To generate the abstract for the whole book, I pasted the chapter abstracts and keywords into a single document and asked, “the following are chapter abstracts for a book called ‘Probably Overthinking It’. write a one-paragraph abstract for the whole book, more than 200 words, but not more than 250 words. write about the book in the third person. not too much like an ad”

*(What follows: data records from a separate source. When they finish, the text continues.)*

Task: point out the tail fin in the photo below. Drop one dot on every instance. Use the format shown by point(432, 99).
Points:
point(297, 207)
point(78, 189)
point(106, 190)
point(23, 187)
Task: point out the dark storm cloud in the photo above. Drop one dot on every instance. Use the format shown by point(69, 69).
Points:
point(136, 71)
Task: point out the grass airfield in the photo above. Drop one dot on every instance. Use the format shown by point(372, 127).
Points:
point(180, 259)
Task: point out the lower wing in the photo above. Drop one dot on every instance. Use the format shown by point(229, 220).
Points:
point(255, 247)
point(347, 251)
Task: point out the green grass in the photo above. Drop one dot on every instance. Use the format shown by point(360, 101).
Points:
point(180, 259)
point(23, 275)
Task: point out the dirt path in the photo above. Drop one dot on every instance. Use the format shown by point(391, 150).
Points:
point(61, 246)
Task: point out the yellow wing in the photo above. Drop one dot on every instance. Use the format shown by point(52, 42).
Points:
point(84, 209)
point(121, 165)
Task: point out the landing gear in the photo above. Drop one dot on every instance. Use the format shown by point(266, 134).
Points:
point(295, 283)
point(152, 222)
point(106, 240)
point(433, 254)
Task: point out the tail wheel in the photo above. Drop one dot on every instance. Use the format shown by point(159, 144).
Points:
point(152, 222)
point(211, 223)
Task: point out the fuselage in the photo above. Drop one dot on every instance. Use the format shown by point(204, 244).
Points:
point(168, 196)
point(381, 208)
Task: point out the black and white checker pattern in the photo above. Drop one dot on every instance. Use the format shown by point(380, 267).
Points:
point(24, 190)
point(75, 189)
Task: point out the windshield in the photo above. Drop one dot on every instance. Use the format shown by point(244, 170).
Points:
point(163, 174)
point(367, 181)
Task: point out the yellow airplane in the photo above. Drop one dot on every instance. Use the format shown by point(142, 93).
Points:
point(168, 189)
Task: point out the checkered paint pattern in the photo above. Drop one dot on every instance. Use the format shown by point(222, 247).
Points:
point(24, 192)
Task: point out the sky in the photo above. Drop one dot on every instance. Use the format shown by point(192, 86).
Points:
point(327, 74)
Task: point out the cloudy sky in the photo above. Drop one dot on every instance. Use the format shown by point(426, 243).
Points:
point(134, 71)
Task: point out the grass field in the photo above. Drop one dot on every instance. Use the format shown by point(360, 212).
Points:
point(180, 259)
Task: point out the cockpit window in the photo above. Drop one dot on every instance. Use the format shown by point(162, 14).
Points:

Here’s the unedited result:

“Probably Overthinking It” is a thought-provoking book that delves into various statistical and cognitive paradoxes, challenging common intuitions and shedding light on the complexities of human behavior and measurement. Through a series of captivating chapters, the author explores topics such as normalcy and weirdness, inspection paradoxes, family size and population growth, lognormal distributions, expected remaining time, Berkson’s paradox, low birthweight paradox, long-tailed distributions, fairness and fallacy in algorithmic decision-making, Simpson’s paradox, the moral circle, the evolution of societal values, and the shifting perceptions of political ideologies. By analyzing real-world data and employing statistical models, the book uncovers the nuances and contradictions that emerge when multiple factors interact, leading to counterintuitive outcomes. Readers will gain a deeper understanding of statistical biases, the limitations of measurement, and the challenges inherent in making accurate predictions and drawing meaningful conclusions. “Probably Overthinking It” encourages readers to question their assumptions, approach complex problems with skepticism, and develop a more nuanced and informed perspective on the intricacies of human behavior and the world around us.

ChatGPT June 10, 2023

Surprisingly, the book abstract is only 169 words, despite my prompt. In general, the word counts are not precise, and more often over than under (which is why I asked for 180, not 200).

So, I have some editing to do, but I’d say ChatGPT saved me at least a few hours — and spared me from exactly the kind of writing I dislike the most.